I worked faster on my whimsy about the falcon and its chewy treat as if it had incantatory power to come true. Didn’t do the squirrel a damn bit of good. It felt right for a moment though, a compelling alternative truth that maybe failed because I didn’t try hard enough. The squirrel, already half-gutted, broke free for just a few seconds before it was re-pinned. I sped up, probably no longer legible, as the falcon struck a majestic pose with a beak full of squirrel viscera.
He continued to dispatch the squirrel, periodically eliciting gasps with additional displays of full wing span as if modeling for a banner. Maybe enough focus, enough force of will could have saved it. Magic is not for the faint of heart. And the Bazooka Joe effect was just kneading pink innards, like a kitten playing with its fresh catch. A falcon’s got to eat.
Being Easter Eve did not tip the scale. If the resurrection had gone down this weekend a couple of millennia back as reported in the New Testament, you know there were worms in the crypt Sunday morning saying, “Jesus Christ, where’s our goddamn breakfast?”
Vanessa bounded back from a very thorough Easter Egg Hunt reporting, “Nothing here but a few dead mice, “she motioned to the falcon, “Looks like this guy is having a good Easter.”
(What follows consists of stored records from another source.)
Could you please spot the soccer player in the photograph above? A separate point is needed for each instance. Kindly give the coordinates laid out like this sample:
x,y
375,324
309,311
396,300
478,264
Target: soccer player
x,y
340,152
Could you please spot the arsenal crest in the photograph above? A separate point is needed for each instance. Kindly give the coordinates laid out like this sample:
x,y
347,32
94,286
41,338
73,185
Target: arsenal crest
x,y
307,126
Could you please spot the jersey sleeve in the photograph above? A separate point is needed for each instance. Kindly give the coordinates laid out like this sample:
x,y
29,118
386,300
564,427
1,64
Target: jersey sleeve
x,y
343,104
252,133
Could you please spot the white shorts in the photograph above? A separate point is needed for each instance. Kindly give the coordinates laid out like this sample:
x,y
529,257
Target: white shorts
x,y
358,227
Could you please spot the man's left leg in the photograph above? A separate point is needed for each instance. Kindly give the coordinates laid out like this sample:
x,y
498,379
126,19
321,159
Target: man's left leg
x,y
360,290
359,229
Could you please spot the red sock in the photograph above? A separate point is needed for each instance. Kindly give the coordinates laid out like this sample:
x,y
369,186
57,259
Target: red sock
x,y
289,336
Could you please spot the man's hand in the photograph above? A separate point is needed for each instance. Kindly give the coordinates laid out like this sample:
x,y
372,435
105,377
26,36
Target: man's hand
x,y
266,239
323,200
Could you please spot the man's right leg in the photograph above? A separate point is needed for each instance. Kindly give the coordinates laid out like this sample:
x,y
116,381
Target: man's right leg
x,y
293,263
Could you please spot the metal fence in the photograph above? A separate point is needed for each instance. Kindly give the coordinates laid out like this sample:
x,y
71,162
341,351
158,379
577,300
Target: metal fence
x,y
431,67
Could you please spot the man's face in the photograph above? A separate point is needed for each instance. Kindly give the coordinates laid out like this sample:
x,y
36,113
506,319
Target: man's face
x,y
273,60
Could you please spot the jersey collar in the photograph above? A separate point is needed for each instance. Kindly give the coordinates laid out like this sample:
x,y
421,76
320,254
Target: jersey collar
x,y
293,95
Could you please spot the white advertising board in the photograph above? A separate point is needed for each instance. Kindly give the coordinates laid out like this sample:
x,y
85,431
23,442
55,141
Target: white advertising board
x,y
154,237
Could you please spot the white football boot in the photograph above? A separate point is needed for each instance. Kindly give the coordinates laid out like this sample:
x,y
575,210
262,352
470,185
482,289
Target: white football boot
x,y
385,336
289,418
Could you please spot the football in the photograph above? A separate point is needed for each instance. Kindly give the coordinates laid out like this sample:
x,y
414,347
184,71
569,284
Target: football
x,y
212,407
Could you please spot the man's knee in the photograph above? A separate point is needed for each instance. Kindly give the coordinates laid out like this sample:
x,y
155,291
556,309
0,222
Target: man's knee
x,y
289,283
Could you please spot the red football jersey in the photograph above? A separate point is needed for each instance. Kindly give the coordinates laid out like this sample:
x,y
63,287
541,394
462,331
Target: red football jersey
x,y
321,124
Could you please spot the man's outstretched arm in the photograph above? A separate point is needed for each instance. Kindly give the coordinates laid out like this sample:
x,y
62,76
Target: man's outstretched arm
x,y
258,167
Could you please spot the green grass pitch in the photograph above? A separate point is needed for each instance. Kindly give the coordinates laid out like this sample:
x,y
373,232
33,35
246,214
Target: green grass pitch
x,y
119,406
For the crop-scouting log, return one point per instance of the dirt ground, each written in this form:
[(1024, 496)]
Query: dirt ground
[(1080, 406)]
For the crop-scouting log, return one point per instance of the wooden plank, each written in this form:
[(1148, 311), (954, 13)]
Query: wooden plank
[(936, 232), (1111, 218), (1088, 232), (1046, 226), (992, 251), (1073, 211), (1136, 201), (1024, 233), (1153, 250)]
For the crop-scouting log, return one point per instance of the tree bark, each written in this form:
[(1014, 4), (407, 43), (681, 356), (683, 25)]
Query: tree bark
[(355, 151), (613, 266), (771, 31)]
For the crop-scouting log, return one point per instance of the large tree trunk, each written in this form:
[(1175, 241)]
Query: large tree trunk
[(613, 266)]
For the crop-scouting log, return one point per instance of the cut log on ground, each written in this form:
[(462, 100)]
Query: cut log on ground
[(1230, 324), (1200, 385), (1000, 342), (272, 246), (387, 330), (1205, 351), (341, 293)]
Dave got it out first, “Dang, this child is growing up fast!” and the adults all nodded emphatically.
Vanessa had a wounded expression, “That’s not a problem, is it? You want me to watch and learn. You know the falcon is only eating Easter eggs in the land of make believe.”
“Sorry, dudette. Hard not to treat you like a kid sometimes.”
“You saying falcons can’t chew gum?”, I ventured.
The tyke packed a gentle wallop, gentler than I deserved.